以上の事実が認められる。証人川賀一雄の証言中認定に反する部分は信用できない。他に右認定を左右するに足りる資料はない。

三、原告は、三二年度末および三三年度末の各たな卸商品明細(品名、数量、仕入価額、時価、差引評価損)は、それぞれ別紙第一および第二目録のとおりであると主張するので検討する。

前記川賀一雄(一部)、津田奈良雄の証言ならびに別紙第一、第二目録記載自体によると、別紙第一、第二目録の各たな卸商品明細書は本件係争の三二年、三三年度期末頃に作成されたものではなく、川賀が昭和三八年か三九年中に作成したものであり、作成当時の時価を記載したものも含まれている。二カ年か三カ年中には格別、一カ年中には商品の著るしい時価の変動はなかつた。実地たな卸を行なつた際の記録が残されていない。別紙第一目録では、時価を零にした商品以外はほとんど仕入価額と時価とが等しい。他方、別紙第二目録では、評価減をした商品(それを零としたものを除く。)については時価を仕入価額の半額以下として画一的な記載をしたものが多数ある。他の同業者および原告の係争年度の前年度までの年度のたな卸と比較して評価損の金額が全体的に著るしく過大である。商品の破損等の程度は従前の年度とあまり変化がなかつたことが認められる。前記川賀一雄の証言中原告の右主張にそう部分は信用できない。

原告の右主張は採用できない。

四、叙上認定によると、次のように認められる。すなわち、

原告は、たな卸商品の著るしい破損等の事実がないのにあるものとして、三三年度末のたな卸商品の評価損の金額を六八六万四五九〇円と算出し、三二年度末のたな卸商品の評価損の金額を五二五万円と算出して、故意にいずれも真実の評価額(前示認定のように各たな卸高の約一割)のほぼ四倍(前示五割八分ないし五割三分から一割を差引くと四強の数字が出る。)に当る不実の評価損があたかも実在するかのように作為した。さらに原告は三三年度分および三二年度分の各貸借対照表・損益計算書において、三三年度分につきたな卸高一一八五万〇〇八七円から評価損の金額六八六万四五九〇円を控除した金額四九八万五四九七円を期末たな卸高であるとして掲記・計上し、三二年度分につきたな卸高九八三万四七五六円から評価損の金額五二五万円を控除した金額四五八万四七五六円を期末たな卸高であるとして掲記・計上したものである。以上のように認めるべきである。

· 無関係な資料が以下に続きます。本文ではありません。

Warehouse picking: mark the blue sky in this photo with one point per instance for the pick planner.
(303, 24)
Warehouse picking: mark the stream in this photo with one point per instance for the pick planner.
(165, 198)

五、してみると、前示計算書類に掲記・計上に係るそれぞれのたな卸高は、真実のもののほぼ四倍にのぼる不実の評価損金額の限度において、真実のたな卸高の金額を除外したものといわねばならない(本来、損益計算書においては、利益の欄に期末商品たな卸高を、損失の欄に評価損金額を期首たな卸高および期中仕入高とともに、それぞれ記載・計上すべきである((期首たな卸高と当期仕入高とを合算した金額から期末たな卸高を控除した金額すなわち売上原価、ならびに評価損の金額は、いずれも当該事業年度の所得の金額の計算上損金の額に算入すべきものである。))が、このような本来の記載・計上の仕方を採らず、評価損の金額を損失の欄に記載・計上せずに、利益の欄に記載・計上すべき期末たな卸高から真実の評価損の金額を控除した金額を期末たな卸高であるとして利益の欄に記載・計上しても、結果においては計算上所得の金額自体に差異は生じないわけである。けれども、控除した評価損の金額に不実の金額が含まれている限り、当該不実の金額の限度において、不実の評価損の金額を損失の欄に記載・計上した場合と同様に、所得の金額は過少となる)。

期末たな卸商品の実地たな卸を行なう際、個々的に商品が破損等していると認められるときは、破損等に係る当該商品の処分可能価額、つまりもしそれを売却するならば決めるであろう売買の要件事実たる代金の額に従つて評価減をするのであるから、商品の破損等が「事実」であることはもちろん、評価損の金額は「事実」である。たな卸商品の評価額(原告は最終仕入原価法によつている。)もまた「事実」である。

とすると、原告は三三年度分および三二年度分の法人税確定申告をするに当り、故意に、たな卸商品に著るしい破損等の事実がないのにあるものとして金額の面において一部不実の評価損を算出したうえ、確定申告書添付の損益計算書等に、その不実の金額の限度で過少のたな卸高を記載・計上し(その結果、売上原価が真実に反して過大となり、所得が過少となつた。) たものであるから、原告はたな卸高(金額)の一部を除外したものであつて、所得の金額の計算の基礎となるべき事実を故意に隠ぺいしたものといわなければならない。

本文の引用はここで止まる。